GREENE COUNTY, Mo. The state of Missouri is about to conduct an audit of Greene County's books.

It's an audit the state auditor wanted to do for more than a year following whistle-blower complaints about spending.

Instead, government leaders in office at the time chose to pay a private auditor more than $300,000. This lead to complaints from taxpayers.

County leaders are still working to regain everyone's trust.

It's why members of the new county commission have asked Nicole Galloway's office to investigate.

"It is a financial audit but it is forensic, a little bit more detailed than just looking at receipts and expenditures," explained newly elected, presiding commissioner, Bob Dixon.

This is what many voters asked for a few years ago.

We asked, "How much does the past play into this audit and where do we go after the audit?"

"Well, you know I accept that that is going to be a factor as folks look at things. But there's really a good, renewed spirit of collaboration around the county and also with citizens. I sense a real understanding and a realization that office holders really are doing the absolute best they can," said Dixon.

He wants to settle any suspicions.

"When there is controversy that becomes the focal point. I think part of leadership is focusing on the entire picture. Yes, we must address those issues but when we focus on everything that's going well. We get a better picture," he said.

The commission agreed to pay $150,000 of tax payer funds for a more comprehensive audit than the free version initially offered.

Dixon said, "She'll have the ability to go everywhere and do a high level check and then drill down in areas where there are items of concern."

"I do believe that we will see cooperation from the county commission," said Missouri State Auditor, Nicole Galloway .

She is confident about working with officials this time around.

"I am hopeful. We were invited in to conduct this audit by the new members of the county commission.

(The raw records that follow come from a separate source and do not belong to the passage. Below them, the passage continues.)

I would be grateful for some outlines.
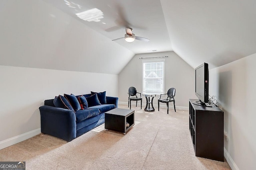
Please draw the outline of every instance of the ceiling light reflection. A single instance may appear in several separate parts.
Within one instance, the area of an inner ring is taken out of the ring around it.
[[[100,10],[97,8],[93,8],[82,12],[76,14],[79,18],[88,21],[94,21],[99,22],[100,19],[103,18],[104,14]]]

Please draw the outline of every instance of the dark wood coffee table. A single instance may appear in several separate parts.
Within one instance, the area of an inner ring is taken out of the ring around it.
[[[134,125],[134,110],[116,108],[105,113],[105,129],[125,135]]]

They provided us the ability to get answers on behalf of citizens which we have been asking for, for some time," she said.

Dixon said, "I think we'll be able to get through this. There may be a few bumps in the road but we'll be able to get all the questions answered."

Officials said the audit will start in a few weeks. There's no time frame on how long it will take to get it done.

We will continue to cover this and bring you updates when available.